Print iterations logs if `show=True`. Default is False.

x0array_like, shape (n,), optional

Initial guess of `x`, if None zeros are used. Default is None.

New in version 1.0.0.

Returns
xndarray of float

Least-square solution returned.

istopint

istop gives the reason for stopping:

```istop   = 0 means x=0 is a solution.  If x0 was given, then x=x0 is a
solution.
= 1 means x is an approximate solution to A@x = B,
according to atol and btol.
= 2 means x approximately solves the least-squares problem
according to atol.
= 3 means COND(A) seems to be greater than CONLIM.
= 4 is the same as 1 with atol = btol = eps (machine
precision)
= 5 is the same as 2 with atol = eps.
= 6 is the same as 3 with CONLIM = 1/eps.
= 7 means ITN reached maxiter before the other stopping
conditions were satisfied.
```
itnint

Number of iterations used.

normrfloat

`norm(b-Ax)`

normarfloat

`norm(A^H (b - Ax))`

normafloat

`norm(A)`

condafloat

Condition number of A.

normxfloat

`norm(x)`

Notes

New in version 0.11.0.

References

1

D. C.-L. Fong and M. A. Saunders, “LSMR: An iterative algorithm for sparse least-squares problems”, SIAM J. Sci.

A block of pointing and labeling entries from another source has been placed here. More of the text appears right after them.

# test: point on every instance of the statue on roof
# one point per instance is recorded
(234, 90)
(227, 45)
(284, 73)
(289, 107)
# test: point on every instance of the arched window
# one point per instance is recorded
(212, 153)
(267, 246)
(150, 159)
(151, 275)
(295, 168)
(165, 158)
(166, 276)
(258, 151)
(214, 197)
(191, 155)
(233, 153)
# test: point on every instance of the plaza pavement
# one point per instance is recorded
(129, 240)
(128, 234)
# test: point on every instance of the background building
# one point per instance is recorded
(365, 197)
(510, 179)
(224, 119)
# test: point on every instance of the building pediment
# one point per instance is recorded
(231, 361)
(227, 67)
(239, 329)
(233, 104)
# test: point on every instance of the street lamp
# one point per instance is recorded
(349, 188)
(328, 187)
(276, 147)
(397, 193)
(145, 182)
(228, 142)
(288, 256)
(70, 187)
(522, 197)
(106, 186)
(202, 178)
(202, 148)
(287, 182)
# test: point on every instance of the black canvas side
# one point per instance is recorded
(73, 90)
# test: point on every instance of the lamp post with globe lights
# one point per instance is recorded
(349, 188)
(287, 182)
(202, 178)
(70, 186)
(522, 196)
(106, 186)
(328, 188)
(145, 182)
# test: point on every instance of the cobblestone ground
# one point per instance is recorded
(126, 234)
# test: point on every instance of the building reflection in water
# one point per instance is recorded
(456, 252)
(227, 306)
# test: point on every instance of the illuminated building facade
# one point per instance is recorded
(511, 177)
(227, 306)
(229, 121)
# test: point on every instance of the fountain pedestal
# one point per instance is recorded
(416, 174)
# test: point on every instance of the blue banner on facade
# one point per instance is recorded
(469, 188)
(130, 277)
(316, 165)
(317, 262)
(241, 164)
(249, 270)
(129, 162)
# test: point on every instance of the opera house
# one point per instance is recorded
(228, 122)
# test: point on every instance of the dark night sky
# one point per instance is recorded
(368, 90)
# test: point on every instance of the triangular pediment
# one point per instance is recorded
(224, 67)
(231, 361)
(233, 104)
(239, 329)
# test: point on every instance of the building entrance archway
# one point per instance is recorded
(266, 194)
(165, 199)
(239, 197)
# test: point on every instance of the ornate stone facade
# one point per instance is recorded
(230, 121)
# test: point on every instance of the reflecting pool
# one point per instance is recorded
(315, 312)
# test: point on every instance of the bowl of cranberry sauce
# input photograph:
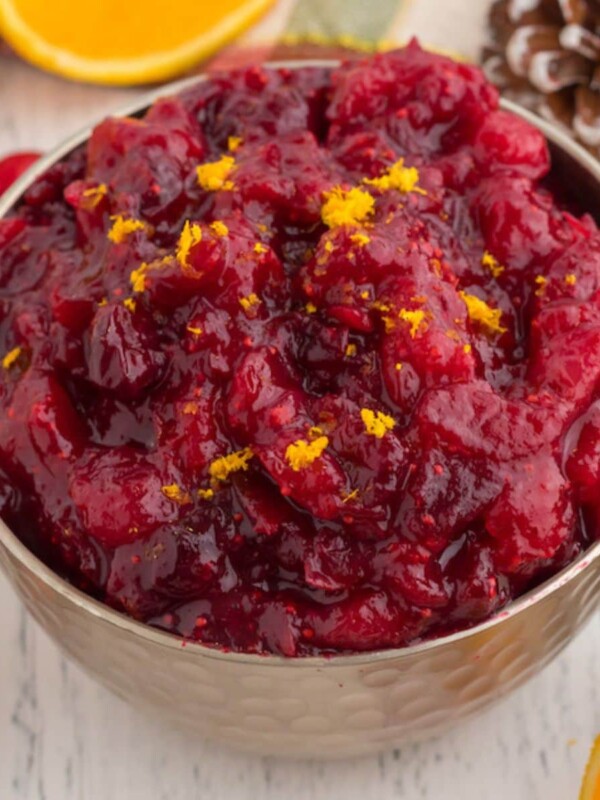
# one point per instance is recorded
(299, 387)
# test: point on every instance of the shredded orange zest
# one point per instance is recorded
(219, 228)
(414, 318)
(403, 179)
(376, 423)
(346, 207)
(221, 468)
(360, 239)
(138, 278)
(214, 176)
(190, 236)
(11, 357)
(479, 311)
(541, 282)
(249, 302)
(122, 227)
(176, 494)
(94, 195)
(590, 788)
(494, 266)
(302, 453)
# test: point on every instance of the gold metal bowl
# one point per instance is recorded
(321, 707)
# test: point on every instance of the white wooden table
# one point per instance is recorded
(64, 738)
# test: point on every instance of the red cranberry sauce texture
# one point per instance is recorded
(303, 361)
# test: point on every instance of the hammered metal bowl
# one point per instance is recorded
(318, 707)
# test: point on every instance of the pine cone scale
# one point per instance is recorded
(545, 54)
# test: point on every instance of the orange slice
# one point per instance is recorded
(123, 41)
(590, 789)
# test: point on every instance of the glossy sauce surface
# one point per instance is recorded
(303, 361)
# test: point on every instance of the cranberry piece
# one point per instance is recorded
(118, 494)
(121, 351)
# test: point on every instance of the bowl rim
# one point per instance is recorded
(102, 612)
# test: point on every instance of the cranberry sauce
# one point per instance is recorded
(303, 361)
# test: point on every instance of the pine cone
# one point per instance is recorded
(545, 55)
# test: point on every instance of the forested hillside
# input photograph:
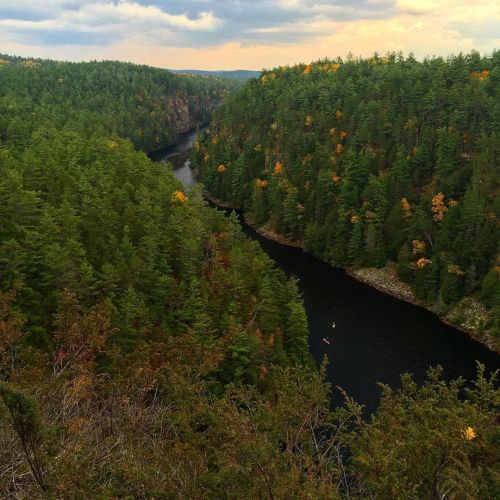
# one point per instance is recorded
(148, 349)
(147, 105)
(372, 161)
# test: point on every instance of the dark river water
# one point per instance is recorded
(376, 337)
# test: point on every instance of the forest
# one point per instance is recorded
(148, 349)
(374, 161)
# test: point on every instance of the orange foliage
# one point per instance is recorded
(418, 246)
(422, 262)
(480, 75)
(454, 269)
(469, 434)
(30, 64)
(306, 158)
(179, 196)
(406, 207)
(308, 69)
(438, 207)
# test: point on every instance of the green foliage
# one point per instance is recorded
(408, 148)
(428, 442)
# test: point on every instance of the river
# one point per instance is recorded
(376, 337)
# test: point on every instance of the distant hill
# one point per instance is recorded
(237, 74)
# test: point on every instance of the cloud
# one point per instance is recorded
(245, 33)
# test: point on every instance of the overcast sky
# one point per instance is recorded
(250, 34)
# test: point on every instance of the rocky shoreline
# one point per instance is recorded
(386, 281)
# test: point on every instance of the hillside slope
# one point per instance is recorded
(373, 161)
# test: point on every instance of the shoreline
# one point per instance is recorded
(379, 278)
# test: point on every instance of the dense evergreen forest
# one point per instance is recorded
(370, 161)
(147, 105)
(148, 349)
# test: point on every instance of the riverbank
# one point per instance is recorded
(471, 314)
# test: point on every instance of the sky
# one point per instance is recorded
(244, 34)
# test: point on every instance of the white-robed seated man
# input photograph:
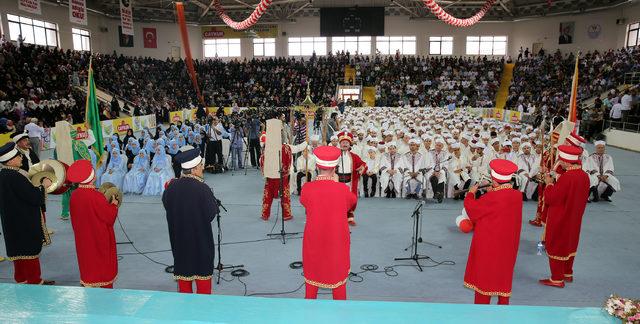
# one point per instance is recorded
(600, 169)
(306, 165)
(479, 164)
(459, 169)
(528, 168)
(413, 164)
(390, 176)
(436, 172)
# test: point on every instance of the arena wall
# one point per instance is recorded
(523, 33)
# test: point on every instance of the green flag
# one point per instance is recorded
(92, 115)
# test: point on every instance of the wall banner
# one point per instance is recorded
(257, 31)
(78, 12)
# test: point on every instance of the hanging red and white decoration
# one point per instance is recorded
(451, 20)
(250, 21)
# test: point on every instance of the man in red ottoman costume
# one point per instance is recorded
(326, 242)
(350, 168)
(567, 200)
(92, 219)
(277, 157)
(497, 219)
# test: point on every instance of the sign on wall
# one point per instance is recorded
(78, 12)
(126, 17)
(150, 38)
(257, 31)
(32, 6)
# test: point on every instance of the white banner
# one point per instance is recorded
(32, 6)
(78, 12)
(126, 17)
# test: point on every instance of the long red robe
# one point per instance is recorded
(92, 219)
(497, 218)
(567, 200)
(326, 243)
(272, 185)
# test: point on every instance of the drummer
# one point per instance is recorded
(92, 219)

Comput., vol. 33, pp. 2950-2971, 2011. arXiv:1006.0758

2

LSMR Software, https://web.stanford.edu/group/SOL/software/lsmr/

Examples

```>>> from scipy.sparse import csc_matrix
>>> from scipy.sparse.linalg import lsmr
>>> A = csc_matrix([[1., 0.], [1., 1.], [0., 1.]], dtype=float)
```

The first example has the trivial solution `[0, 0]`

```>>> b = np.array([0., 0., 0.], dtype=float)
>>> x, istop, itn, normr = lsmr(A, b)[:4]
>>> istop
0
>>> x
array([0., 0.])
```

The stopping code istop=0 returned indicates that a vector of zeros was found as a solution. The returned solution x indeed contains `[0., 0.]`. The next example has a non-trivial solution:

```>>> b = np.array([1., 0., -1.], dtype=float)
>>> x, istop, itn, normr = lsmr(A, b)[:4]
>>> istop
1
>>> x
array([ 1., -1.])
>>> itn
1
>>> normr
4.440892098500627e-16
```

As indicated by istop=1, `lsmr` found a solution obeying the tolerance limits. The given solution `[1., -1.]` obviously solves the equation. The remaining return values include information about the number of iterations (itn=1) and the remaining difference of left and right side of the solved equation. The final example demonstrates the behavior in the case where there is no solution for the equation:

```>>> b = np.array([1., 0.01, -1.], dtype=float)
>>> x, istop, itn, normr = lsmr(A, b)[:4]
>>> istop
2
>>> x
array([ 1.00333333, -0.99666667])
>>> A.dot(x)-b
array([ 0.00333333, -0.00333333,  0.00333333])
>>> normr
0.005773502691896255
```

istop indicates that the system is inconsistent and thus x is rather an approximate solution to the corresponding least-squares problem. normr contains the minimal distance that was found.